Polly Findlay’s production of Treasure Island is astonishing, if not yet quite quick, clear or sufficiently frightening. Strange comic turns – what is that Welshwoman with a beard and a hen doing there? – blotch it. Yet it contains some really remarkable things. Bryony Lavery’s sharply written adaptation makes Jim Hawkins a Jemima – “girls need adventures too, Mrs Hawkins” – and lights up the ambiguous centre of Robert Louis Stevenson’s story. Who remembers being beguiled and betrayed as a child? Everyone will who sees Arthur Darvill as Long John Silver: he glides and insinuates, but he’s also a magnetic raiser-up. He makes Jim look at the stars.

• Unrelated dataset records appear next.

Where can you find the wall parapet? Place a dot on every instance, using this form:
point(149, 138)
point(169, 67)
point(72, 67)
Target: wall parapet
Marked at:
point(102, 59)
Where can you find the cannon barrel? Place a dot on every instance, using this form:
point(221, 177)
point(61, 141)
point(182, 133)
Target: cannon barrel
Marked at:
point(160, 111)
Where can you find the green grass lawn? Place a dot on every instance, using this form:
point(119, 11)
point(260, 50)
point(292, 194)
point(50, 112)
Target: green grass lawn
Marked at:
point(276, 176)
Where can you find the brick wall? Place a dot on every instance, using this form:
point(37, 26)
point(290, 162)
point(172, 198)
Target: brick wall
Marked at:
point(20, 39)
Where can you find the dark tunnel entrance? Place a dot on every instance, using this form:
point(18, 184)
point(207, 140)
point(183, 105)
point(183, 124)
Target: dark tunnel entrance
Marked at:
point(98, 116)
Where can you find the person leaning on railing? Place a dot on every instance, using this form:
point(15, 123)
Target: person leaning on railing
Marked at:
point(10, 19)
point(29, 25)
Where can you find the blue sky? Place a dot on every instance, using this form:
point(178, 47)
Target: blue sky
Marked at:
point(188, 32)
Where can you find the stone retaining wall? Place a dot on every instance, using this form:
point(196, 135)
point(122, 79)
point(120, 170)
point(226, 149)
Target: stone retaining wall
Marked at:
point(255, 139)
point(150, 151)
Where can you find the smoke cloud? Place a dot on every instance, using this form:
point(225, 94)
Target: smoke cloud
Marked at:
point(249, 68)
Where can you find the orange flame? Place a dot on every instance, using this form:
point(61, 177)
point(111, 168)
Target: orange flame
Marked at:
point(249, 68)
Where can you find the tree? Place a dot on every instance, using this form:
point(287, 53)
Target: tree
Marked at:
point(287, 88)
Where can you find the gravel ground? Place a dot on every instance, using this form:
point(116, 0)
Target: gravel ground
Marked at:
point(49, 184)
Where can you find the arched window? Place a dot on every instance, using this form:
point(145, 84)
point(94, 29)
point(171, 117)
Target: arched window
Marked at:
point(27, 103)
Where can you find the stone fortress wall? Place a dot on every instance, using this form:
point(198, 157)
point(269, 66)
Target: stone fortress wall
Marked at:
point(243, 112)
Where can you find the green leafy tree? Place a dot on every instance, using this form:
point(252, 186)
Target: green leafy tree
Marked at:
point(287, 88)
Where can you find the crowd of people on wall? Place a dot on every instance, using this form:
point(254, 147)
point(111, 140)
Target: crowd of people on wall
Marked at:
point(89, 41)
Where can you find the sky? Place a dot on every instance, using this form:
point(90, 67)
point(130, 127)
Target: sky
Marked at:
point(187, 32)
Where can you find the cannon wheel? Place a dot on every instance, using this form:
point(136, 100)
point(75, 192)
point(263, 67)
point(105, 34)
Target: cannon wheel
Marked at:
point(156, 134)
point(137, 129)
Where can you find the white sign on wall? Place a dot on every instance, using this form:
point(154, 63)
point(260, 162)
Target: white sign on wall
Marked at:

Lizzie Clachan’s design is a drama of its own. Massive curved ribs enclose the action: we’re looking at a ship but also at the inside of someone’s body; into their heart, you feel. As the mighty deck is winched up, a beehive of cabins appear beneath; later the same space becomes a huge dripping cathedral of underground caves. A glugging, sucking sandscape allows Joshua James’s extraordinarily lissome Ben Gunn to look as if he was being birthed by a mudpat.
James, who argues with himself as if he were on a Tourette’s chat show, is one of the original features of the production. Tim Samuels’s doleful Grey – a pirate so colourless that no one ever recognises him – is another. Still, the absolute marvel is Patsy Ferran as Jim: “Be you boy or be you girl?” “That be my business.”
I’m not surprised she is proving herself mighty; I am only pleased she has managed it so quickly. Ferran made her stage debut as a scene-stealing comic maid in Blithe Spirit only in the spring. This autumn she was extraordinarily subtle – melancholy and obsessive – in James Graham’s The Angry Brigade at Plymouth. She brings these qualities to Treasure Island, where her mixture of wistfulness and sprightliness and her light-as-a-feather movement makes her sometimes look like a tiny Charlie Chaplin. Wit comes not only out of her mouth but of her elbow. She is one of the best young actors I have seen in the past decade.